ROYAUME-UNI

Un «incident» vide Oxford street à Londres en plein Black Friday

L’artère la plus commerçante de Londres, Oxford street, s’est vidée brusquement vendredi après-midi en pleine journée de promotions du «Black Friday» à cause d’une fausse alerte survenue dans un contexte très tendu au Royaume-Uni après une vague d’attentats.

Après avoir traité dans un premier temps l’incident comme s’il s’agissait d’un acte de terrorisme, les forces de l’ordre ont indiqué un peu plus tard n’avoir trouvé «aucune trace de coups de feu, ni suspect, ni victime», et ont finalement déclaré qu’elles se retiraient des lieux.

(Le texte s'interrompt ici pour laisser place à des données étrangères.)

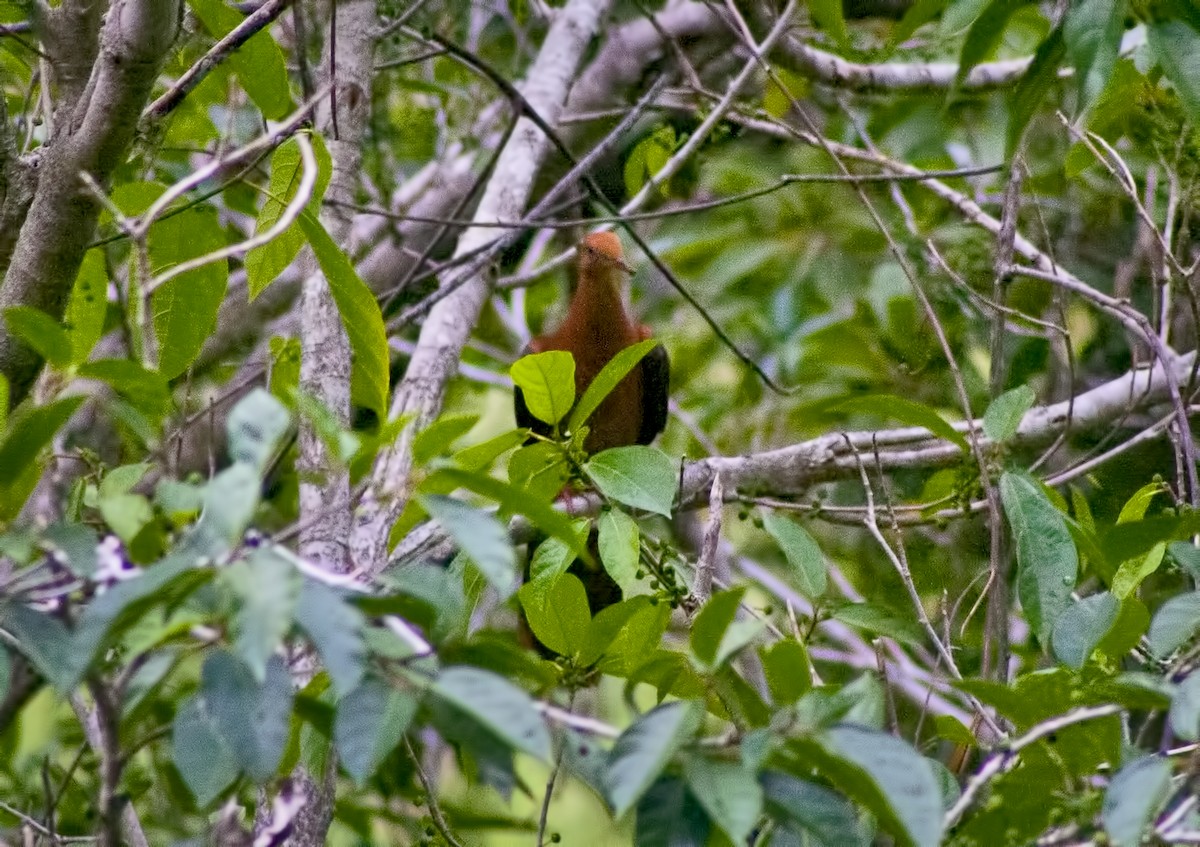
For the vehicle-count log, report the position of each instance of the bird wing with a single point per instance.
(655, 390)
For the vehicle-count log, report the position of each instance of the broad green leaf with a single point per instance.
(371, 368)
(185, 307)
(984, 34)
(640, 476)
(729, 792)
(267, 588)
(1177, 48)
(713, 620)
(828, 16)
(619, 547)
(802, 551)
(1174, 624)
(480, 536)
(201, 755)
(1047, 562)
(547, 384)
(265, 263)
(1042, 73)
(258, 62)
(88, 306)
(256, 428)
(885, 774)
(1005, 414)
(1134, 797)
(371, 721)
(1092, 30)
(145, 390)
(504, 709)
(251, 718)
(41, 332)
(1134, 571)
(1083, 626)
(617, 368)
(889, 407)
(670, 816)
(29, 431)
(557, 612)
(645, 749)
(335, 629)
(1185, 714)
(787, 670)
(827, 816)
(436, 439)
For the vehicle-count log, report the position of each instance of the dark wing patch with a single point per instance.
(655, 390)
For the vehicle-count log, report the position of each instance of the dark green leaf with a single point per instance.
(1083, 626)
(1047, 560)
(547, 382)
(504, 709)
(643, 750)
(603, 384)
(1133, 798)
(802, 551)
(336, 631)
(371, 370)
(371, 721)
(1005, 413)
(639, 476)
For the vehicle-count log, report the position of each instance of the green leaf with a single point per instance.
(640, 476)
(265, 263)
(41, 332)
(1083, 626)
(603, 384)
(251, 719)
(1175, 624)
(1042, 73)
(504, 709)
(371, 368)
(1005, 414)
(802, 551)
(1177, 48)
(335, 628)
(712, 623)
(547, 383)
(1134, 797)
(29, 431)
(643, 750)
(145, 390)
(557, 611)
(889, 407)
(828, 817)
(267, 588)
(1185, 714)
(787, 670)
(371, 721)
(484, 539)
(619, 547)
(1093, 30)
(886, 775)
(201, 756)
(828, 16)
(256, 428)
(185, 307)
(1047, 562)
(729, 792)
(88, 306)
(984, 34)
(258, 62)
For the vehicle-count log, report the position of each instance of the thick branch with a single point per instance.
(95, 138)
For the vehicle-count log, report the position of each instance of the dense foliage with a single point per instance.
(913, 562)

L’incident «est terminé», a indiqué la police londonienne, une heure et demie après avoir reçu, à 16H38, des signalements de coups de feu tirés à Oxford Street et dans la station de métro Oxford Circus.

«La zone été fouillée rapidement et nous sommes en train de lever les cordons de sécurité», a-t-elle précisé sur Twitter. Les gens confinés dans les magasins ont alors commencé à quitter dans le calme les lieux où s’étaient rendus des policiers armés.

Les stations de métro d’Oxford Street et de Bond Street, qui avaient été fermées, ont rouvert et les trains y circulaiet à nouveau normalement en début de soirée, selon la police des transports britannique. Celle-ci a fait état d’une femme légèrement blessée en quittant Oxford Circus.

L’incident a d’abord provoqué un vent de panique dans cette artère commerçante de la capitale britannique, où le «Black Friday» avait attiré des milliers de personnes. Les boutiques situées un peu plus loin sur Oxford Street étaient elles restées ouvertes et les gens continuaient à faire leurs achats.

Dans un contexte tendu

Cet incident survient dans un contexte très tendu au Royaume-Uni, frappé par une vague d’attentats au cours des derniers mois.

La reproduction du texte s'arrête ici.